File content as of revision 5:78a94312c383:

//247-426-Nucleo_Lab_8
//This software is derived from Nucleo_sg90_remote_control.
//It outputs a PWM signal that is compatible with Tower Pro SG90 servos.
//It makes the servo move according to the temperature read from a DS1820
//temperature sensor.
//Pressing the user button makes the software define the temperature it then
//reads as a reference temperature that is associated to the middle position
//that can be taken by the sg90 servo.
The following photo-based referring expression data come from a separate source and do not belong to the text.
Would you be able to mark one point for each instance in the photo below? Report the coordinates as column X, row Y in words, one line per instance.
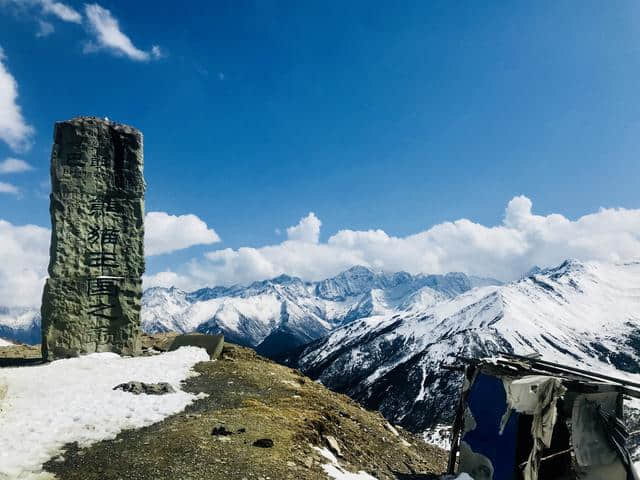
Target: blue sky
column 373, row 115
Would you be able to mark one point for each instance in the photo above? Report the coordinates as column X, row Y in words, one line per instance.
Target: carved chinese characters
column 91, row 302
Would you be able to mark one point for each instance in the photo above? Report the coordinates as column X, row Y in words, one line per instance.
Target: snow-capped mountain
column 277, row 315
column 280, row 314
column 20, row 324
column 584, row 314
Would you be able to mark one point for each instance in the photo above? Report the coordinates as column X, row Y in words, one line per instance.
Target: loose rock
column 138, row 388
column 263, row 443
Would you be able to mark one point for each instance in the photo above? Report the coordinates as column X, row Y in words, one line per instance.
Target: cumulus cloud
column 108, row 36
column 307, row 230
column 62, row 11
column 166, row 233
column 14, row 165
column 14, row 130
column 503, row 251
column 9, row 188
column 59, row 10
column 44, row 29
column 24, row 255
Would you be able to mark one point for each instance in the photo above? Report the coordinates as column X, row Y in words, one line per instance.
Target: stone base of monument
column 69, row 331
column 91, row 302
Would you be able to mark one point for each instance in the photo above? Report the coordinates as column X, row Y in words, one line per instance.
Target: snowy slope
column 282, row 313
column 20, row 324
column 73, row 400
column 585, row 314
column 275, row 315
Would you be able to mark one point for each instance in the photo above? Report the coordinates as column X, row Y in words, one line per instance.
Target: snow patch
column 73, row 400
column 335, row 471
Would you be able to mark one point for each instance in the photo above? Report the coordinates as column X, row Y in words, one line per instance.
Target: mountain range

An increase in temperature relative to
//this reference temperature will then make the servo rotate in one direction
//whereas a decrease with respect to the reference will rather make it rotate in
//the other direction.
//

//Just connect the brown wire of a SG90 servo to GND, its red wire to AVDD and
//its the orange wire to D11 to have the SMT32-F401RE control the servo.
//
//
//material:
//      DS18S20: temperature sensor
//
//signals:
//      D11= pwm signal to use to control SG90 directly
//      D8=  used to communicate with the 1-wire temperature sensor Ds18s20
//
//  Circuit:
//                                                             _____
//                                                             |   | DS18S20
//                                                             -----(front view)
//                                                             | | |
//                                                       GND___| | |+5V
//      Orange wire of servo SG90 --D11                          |
//      Red wire of servo SG90 -----+5V                 D8_______|-/\/\/\--+5v
//      Brown wire of servo SG90 ---GND                              10k
//
// Hyperterminal configuration
// 9600 bauds, 8-bit data, no parity



#include "DS1820.h"
#include "mbed.h"
#define NUMBER_OF_POSITIONS sizeof(pulseDurationInMicroSeconds)/sizeof(int)
#define PWM_PERIOD_FOR_SG90_IN_MS           20
#define PWM_PERIOD_FOR_MODULATION_IN_US     25  


Serial pc(SERIAL_TX, SERIAL_RX);
DS1820 probe(D8);

PwmOut led(LED1);
DigitalOut userLED(LED1);

PwmOut towerProSG90(D11);
PwmOut remoteControlOutput(D10);
PwmOut modulatingOutput(D9);
InterruptIn userButton(USER_BUTTON);
int index;
int pulseDurationInMicroSeconds[]=
        {1500,1625,1750,1875,2000, 1875,1750,1625,1500,1375,1250,1125,1000,1125,1250,1375};    
void responseToUserButtonPressed(void)
{
    index++;
    if (index >= NUMBER_OF_POSITIONS)
    {
        index = 0;
    }
    towerProSG90.pulsewidth_us(pulseDurationInMicroSeconds[index]);    
    remoteControlOutput.pulsewidth_us(PWM_PERIOD_FOR_SG90_IN_MS*1000 - pulseDurationInMicroSeconds[index]);
}

int main()
{
    index = 0;    
    towerProSG90.period_ms(PWM_PERIOD_FOR_SG90_IN_MS);
    towerProSG90.pulsewidth_us(pulseDurationInMicroSeconds[index]);
    remoteControlOutput.period_ms(PWM_PERIOD_FOR_SG90_IN_MS);
    remoteControlOutput.pulsewidth_us(PWM_PERIOD_FOR_SG90_IN_MS*1000 - pulseDurationInMicroSeconds[index]);
    modulatingOutput.period_us(PWM_PERIOD_FOR_MODULATION_IN_US);
    modulatingOutput.pulsewidth_us(PWM_PERIOD_FOR_MODULATION_IN_US/2);
    userButton.fall(&responseToUserButtonPressed);
    
    userLED = 1;
    while(1)
    {
        userLED = !userLED;
        
        int delai = 0;
        delai = probe.convertTemperature(true, DS1820::all_devices);         //Start temperature conversion, wait until ready        
        printf("Il fait: %3.1foC\r\n", probe.temperature());   
        wait(1.25);   
    }
}